IRS audits are rare, and the majority of Florida residents may never find themselves at the center of one. However, there are certain actions you might take that may attract the attention of the IRS, and in some cases, these actions may trigger an audit.
Per NerdWallet, the IRS may audit you completely at random, meaning nothing you reported on your taxes raised suspicions. However, the IRS may also decide to audit you if you do one or more of the following when filing your taxes.
1. Fail to report income
Failing to report income is a common way to trigger an audit. Keep in mind that the IRS typically receives a notification about your income, so it may have information about it even if you fail to report it.
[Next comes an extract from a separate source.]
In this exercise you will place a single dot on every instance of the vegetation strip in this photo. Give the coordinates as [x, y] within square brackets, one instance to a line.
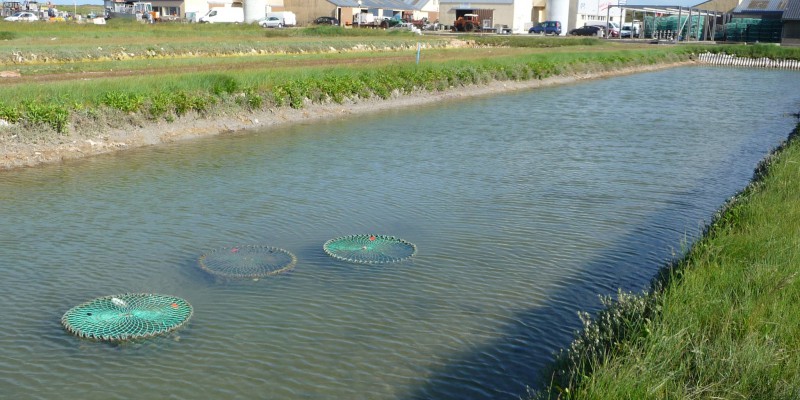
[720, 323]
Resist the temptation to not report, or under-report, any of your earnings.
2. Deduct too many expenses
Depending on how you make your living, you may be able to deduct certain business expenses. However, there are rules and guidelines associated with doing so. Writing off uncommon purchases, or writing off inappropriate purchases, may grab the attention of the IRS and lead to an audit.
3. Claim the home office deduction improperly
The IRS allows those who use a particular room in their home exclusively for business to deduct certain expenses. If you claim a home office deduction for a room that also doubles as your family living room, for example, this may be a red flag for the IRS.
Keep in mind that if the IRS does decide to audit you, it may do so through the mail. Most audits the IRS conducts are mail audits. However, some tax-reporting errors or omissions may trigger a more extensive type of audit, such as an in-office or field audit.